Basal cell carcinoma is the most common human malignancy, arising from basal keratinocytes with strong links to UV exposure and PTCH1/HH pathway dysregulation. It grows slowly with rare metastasis but can cause significant local destruction. Subtypes include nodular, superficial, infiltrative/morpheaform, and pigmented. Diagnosis is clinical with biopsy confirmation. First-line treatment is surgical (standard excision or Mohs micrographic surgery). Topicals, photodynamic therapy, and radiation are options for select low-risk cases; systemic hedgehog inhibitors are used for advanced disease.
Epidemiology and Risk Factors
- Very common in fair-skinned individuals; incidence increases with age and cumulative UV.
- Risks: UV (intermittent and chronic), indoor tanning, ionizing radiation, arsenic, immunosuppression (transplant), genetic syndromes (Gorlin syndrome/PTCH1, xeroderma pigmentosum).
- Occurs in all skin types but underdiagnosed in darker skin; often presents later and more aggressive.
Clinical Features
- Nodular: pearly papule/nodule with telangiectasias; may ulcerate (“rodent ulcer”).
- Superficial: erythematous scaly patch/plaque with thin rolled border, often on trunk.
- Morpheaform/infiltrative: scar-like, indurated plaque with ill-defined borders; more aggressive.
- Pigmented: increased melanin; mimic melanoma in skin of color.
- High-risk locations: H-zone of face (periorbital, nose, lips, ears), hands/feet, genitalia; recurrent tumors; aggressive histology.
Diagnosis
- Clinical dermoscopy: arborizing vessels, shiny white structures, blue-gray ovoid nests, leaf-like areas (subtype-dependent).
- Biopsy: shave or punch for histopathology; guides risk stratification.
Risk Stratification (typical factors)
- Low-risk: primary, small (<2 cm trunk/extremities; <1 cm face), well-defined, nodular/superficial histology, immunocompetent.
- High-risk: location in H-zone/critical sites, size thresholds, recurrent, aggressive histology (infiltrative, micronodular, basosquamous), perineural invasion, immunosuppression.
Management
- Surgical
- Standard excision with 4–5 mm margins for low-risk BCC; wider for high-risk.
- Mohs micrographic surgery (MMS): tissue-sparing with highest cure rates; preferred for high-risk sites, recurrent tumors, aggressive subtypes, or ill-defined borders.
- Destructive/field therapies (low-risk, superficial)
- Curettage and electrodessication (C&E): effective for small, low-risk lesions on trunk/extremities.
- Topicals for superficial BCC: imiquimod 5% (5×/week for 6 weeks) or 5-fluorouracil 5% (qd–bid for 6 weeks); cosmetic areas when surgery undesirable.
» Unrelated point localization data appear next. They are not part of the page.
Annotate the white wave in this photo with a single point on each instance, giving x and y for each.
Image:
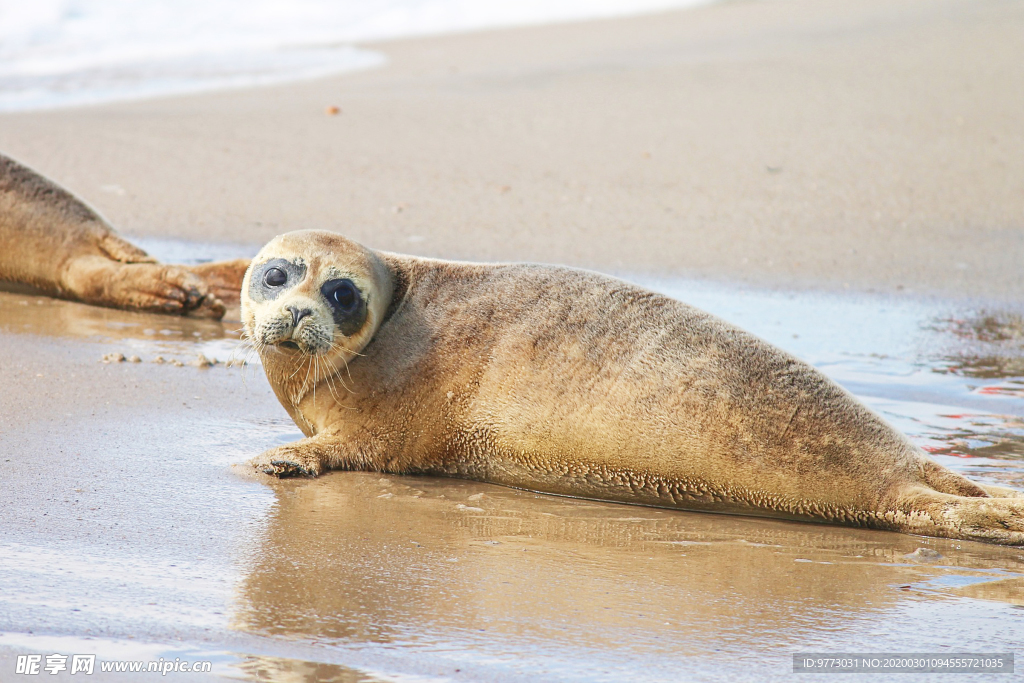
(60, 52)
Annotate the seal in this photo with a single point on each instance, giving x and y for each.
(52, 241)
(569, 382)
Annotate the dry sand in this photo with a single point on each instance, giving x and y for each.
(875, 143)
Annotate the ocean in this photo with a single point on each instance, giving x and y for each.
(68, 52)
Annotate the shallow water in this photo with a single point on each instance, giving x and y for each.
(65, 52)
(129, 534)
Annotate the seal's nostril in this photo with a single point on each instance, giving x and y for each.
(297, 314)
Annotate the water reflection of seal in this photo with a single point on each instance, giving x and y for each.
(569, 382)
(55, 243)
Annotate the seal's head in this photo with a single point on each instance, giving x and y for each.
(313, 293)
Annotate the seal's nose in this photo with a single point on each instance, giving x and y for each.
(297, 314)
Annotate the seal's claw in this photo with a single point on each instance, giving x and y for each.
(284, 469)
(285, 463)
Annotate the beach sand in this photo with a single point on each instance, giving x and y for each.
(791, 145)
(803, 142)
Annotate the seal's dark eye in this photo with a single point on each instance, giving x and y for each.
(342, 294)
(274, 278)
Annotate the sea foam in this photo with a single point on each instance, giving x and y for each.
(66, 52)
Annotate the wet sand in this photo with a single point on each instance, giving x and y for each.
(798, 146)
(131, 531)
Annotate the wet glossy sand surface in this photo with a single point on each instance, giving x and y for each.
(128, 532)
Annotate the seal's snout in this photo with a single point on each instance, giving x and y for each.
(298, 314)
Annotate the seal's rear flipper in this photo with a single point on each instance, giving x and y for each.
(987, 519)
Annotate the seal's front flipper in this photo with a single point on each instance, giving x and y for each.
(223, 279)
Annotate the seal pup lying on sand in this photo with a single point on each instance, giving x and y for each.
(569, 382)
(52, 241)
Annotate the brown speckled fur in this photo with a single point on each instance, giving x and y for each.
(569, 382)
(52, 241)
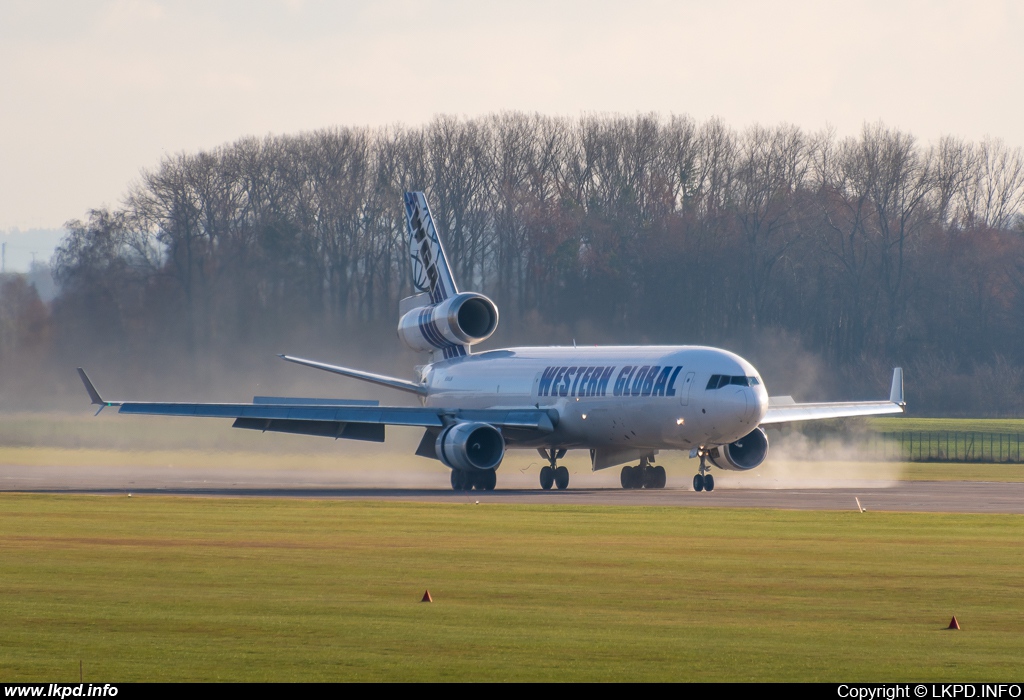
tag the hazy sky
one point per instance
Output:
(93, 92)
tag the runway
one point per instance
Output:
(933, 496)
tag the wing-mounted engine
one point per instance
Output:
(462, 320)
(747, 452)
(470, 446)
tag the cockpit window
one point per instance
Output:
(719, 381)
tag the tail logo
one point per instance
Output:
(424, 268)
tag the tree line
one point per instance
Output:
(864, 251)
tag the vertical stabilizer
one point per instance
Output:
(430, 269)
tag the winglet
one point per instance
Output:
(896, 392)
(93, 394)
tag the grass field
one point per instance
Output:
(154, 588)
(1005, 426)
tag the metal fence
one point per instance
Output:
(946, 446)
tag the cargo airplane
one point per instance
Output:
(622, 403)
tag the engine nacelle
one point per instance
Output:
(470, 446)
(464, 319)
(747, 452)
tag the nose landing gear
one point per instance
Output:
(701, 480)
(553, 475)
(643, 475)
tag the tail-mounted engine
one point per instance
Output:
(470, 446)
(747, 452)
(464, 319)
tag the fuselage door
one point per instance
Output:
(684, 393)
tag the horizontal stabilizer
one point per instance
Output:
(382, 380)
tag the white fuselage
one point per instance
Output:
(651, 397)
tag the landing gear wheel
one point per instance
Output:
(628, 477)
(562, 478)
(547, 478)
(660, 478)
(647, 477)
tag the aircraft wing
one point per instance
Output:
(784, 409)
(338, 419)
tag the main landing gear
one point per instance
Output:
(481, 480)
(701, 480)
(643, 475)
(553, 475)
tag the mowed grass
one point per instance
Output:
(896, 425)
(163, 588)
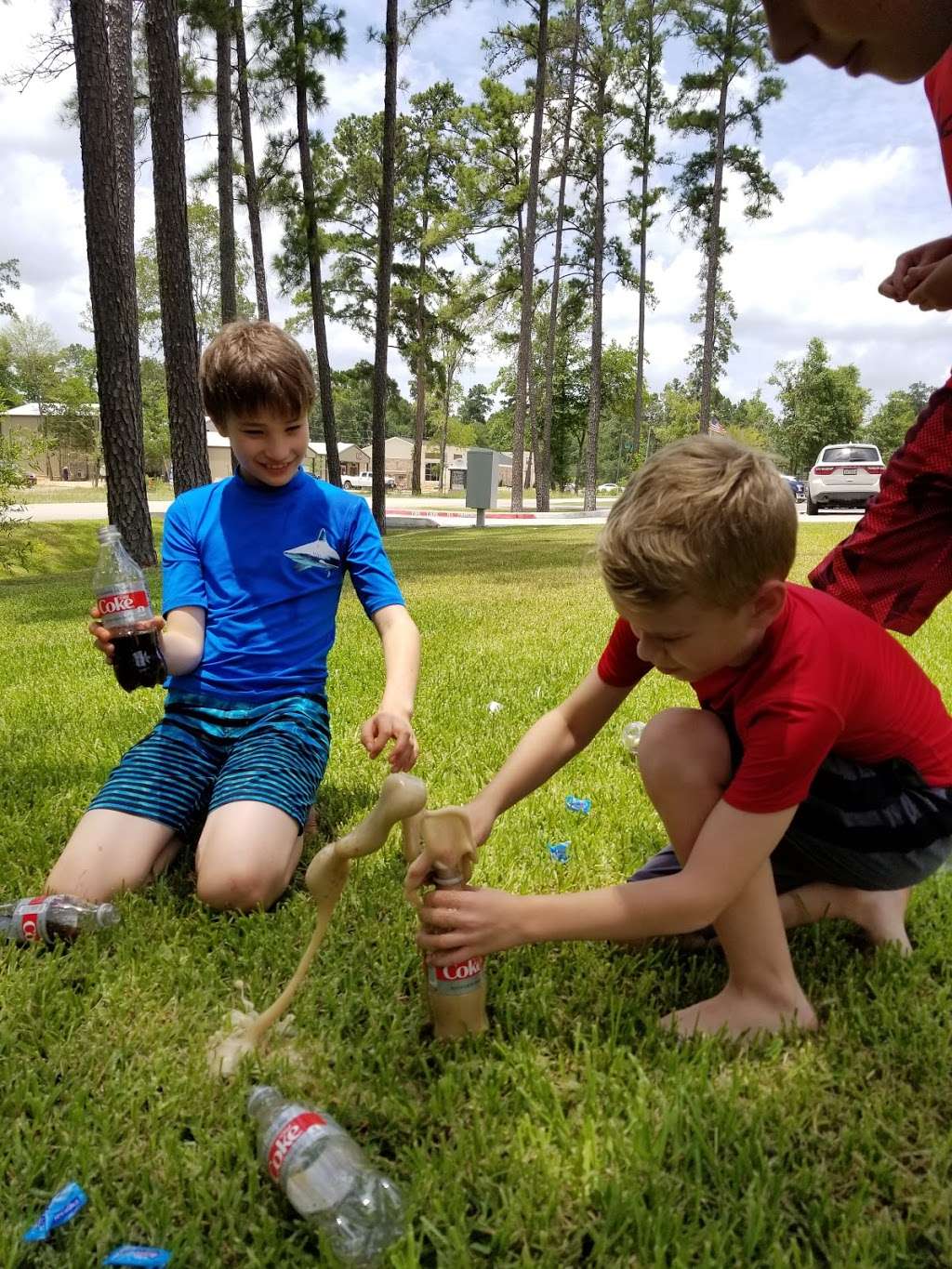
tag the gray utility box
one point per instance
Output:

- Photodynamic therapy (PDT) with aminolevulinic acid or methyl aminolevulinate: good cosmesis; recurrence higher than surgery.
- Radiation therapy
- For nonsurgical candidates, adjuvant for positive margins/perineural invasion, or challenging sites; consider long-term skin changes.
- Systemic therapy
- Hedgehog pathway inhibitors (HHIs): vismodegib, sonidegib for locally advanced/metastatic BCC or multiple in Gorlin syndrome; AEs: muscle cramps, dysgeusia, alopecia, weight loss; teratogenic.
- PD-1 inhibitor (cemiplimab) may be used after HHI failure/intolerance in advanced BCC.
- Follow-up and Prevention
- Skin checks every 6–12 months; earlier after high-risk lesions.
- Field cancerization: treat actinic keratoses (5-FU, imiquimod, PDT) and counsel on sun protection.
- Photoprotection, avoid tanning beds; nicotinamide 500 mg bid may reduce new NMSC in high-risk patients.
References (recent guidelines and key reviews)
- NCCN and AAD BCC guidelines, 2022–2024.
- Comparative outcomes of MMS vs standard excision, 2021–2024.
- Trials of HHIs and cemiplimab in advanced BCC, 2021–2024.